When Rob and Michele Reiner's ME reports were released early on what did they say
Executive summary
Early medical‑examiner information about Rob and Michele Singer Reiner was posted publicly by the Los Angeles County Medical Examiner and showed the couple died of "multiple sharp force injuries" — details that were later removed when a court granted a security hold at the LAPD’s request; the department said it sought the sealing to ensure investigators saw important information before media release [1] [2] [3].
1. What the initial medical‑examiner postings said
When the county initially posted information, the Medical Examiner’s office and subsequent reporting described the cause of death for both Rob and Michele Reiner as multiple sharp‑force injuries, and death certificates confirming that finding were released and reported by outlets that obtained them [1] [2] [4].
2. Additional early details published about timing and injuries
Some early ME details reported that the deputy coroner wrote the Reiners died from their injuries "within minutes," while the exact date and time the injuries were inflicted were listed as "unknown" on portions of the medical records cited by national outlets [1] [5].
3. How those early findings were then retracted or scrubbed
On Dec. 24 the Medical Examiner’s office said it received a court order initiated by the LAPD placing a "security hold" on the case files, and the county removed previously posted cause‑of‑death information and blocked further public posting of reports, photos or notes until further notice after a Superior Court judge signed the order [4] [6] [7].
4. The LAPD’s stated rationale and the prosecutor/investigative context
The LAPD told reporters it sought the sealing to "ensure detectives from Robbery‑Homicide Division learned of important information surrounding their deaths before the media and the public," framing the request as investigative necessity rather than an effort to obscure findings, and prosecutors have since accused the couple’s son of fatally stabbing them — an allegation reflected in multiple news accounts [3] [8] [9].
5. What remains public and the limits of available reporting
While initial publicly posted content and the death certificates made clear the cause was sharp‑force injuries, those records have been removed from the Medical Examiner’s site and the full autopsy reports have been blocked from release, meaning detailed forensic findings and any narrative about timing, sequence, defensive wounds, or other medical subtleties are not available for independent verification in the public record at this time [2] [10] [11].
6. How outlets characterized the early disclosures and subsequent sealing
National outlets reported the county had briefly published cause‑of‑death information and then pulled it after receiving the court order; coverage ranged from straightforward summaries of the cause and the sealing to explicit notes that the sealing was initiated by the LAPD and approved by a judge, with some outlets emphasizing investigatory justification and others emphasizing the sudden removal from public view [4] [6] [12].

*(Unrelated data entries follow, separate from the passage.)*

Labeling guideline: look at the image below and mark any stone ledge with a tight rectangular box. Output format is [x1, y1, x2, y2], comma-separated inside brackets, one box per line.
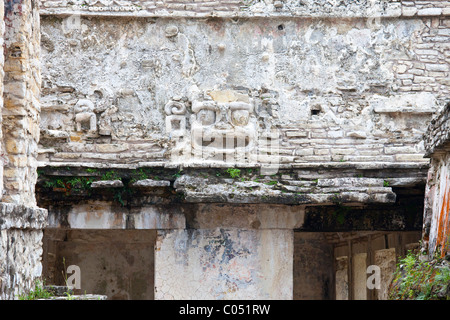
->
[0, 202, 48, 230]
[130, 179, 170, 188]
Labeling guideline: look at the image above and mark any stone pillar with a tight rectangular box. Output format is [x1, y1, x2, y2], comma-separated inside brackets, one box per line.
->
[0, 0, 47, 299]
[422, 103, 450, 258]
[2, 0, 41, 207]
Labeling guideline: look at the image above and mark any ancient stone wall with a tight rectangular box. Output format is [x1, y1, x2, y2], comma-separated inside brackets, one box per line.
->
[39, 1, 449, 167]
[34, 0, 450, 299]
[2, 0, 41, 206]
[0, 0, 47, 299]
[423, 104, 450, 258]
[0, 202, 47, 300]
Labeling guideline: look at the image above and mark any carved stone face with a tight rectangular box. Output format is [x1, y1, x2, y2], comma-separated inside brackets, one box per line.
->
[231, 110, 250, 126]
[191, 101, 256, 161]
[197, 109, 216, 126]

7. Reasonable cautions and competing viewpoints
The LAPD’s stated motive — protecting investigatory integrity — is documented in press statements and court filings reported by mainstream outlets, while critics of secrecy point out that sealing high‑profile records fuels speculation; because the autopsy reports are now under court order, fuller medical details are not currently available in the public record and any claims beyond the posted-and‑then‑removed cause of death cannot be independently confirmed from the sources reviewed [3] [10] [7].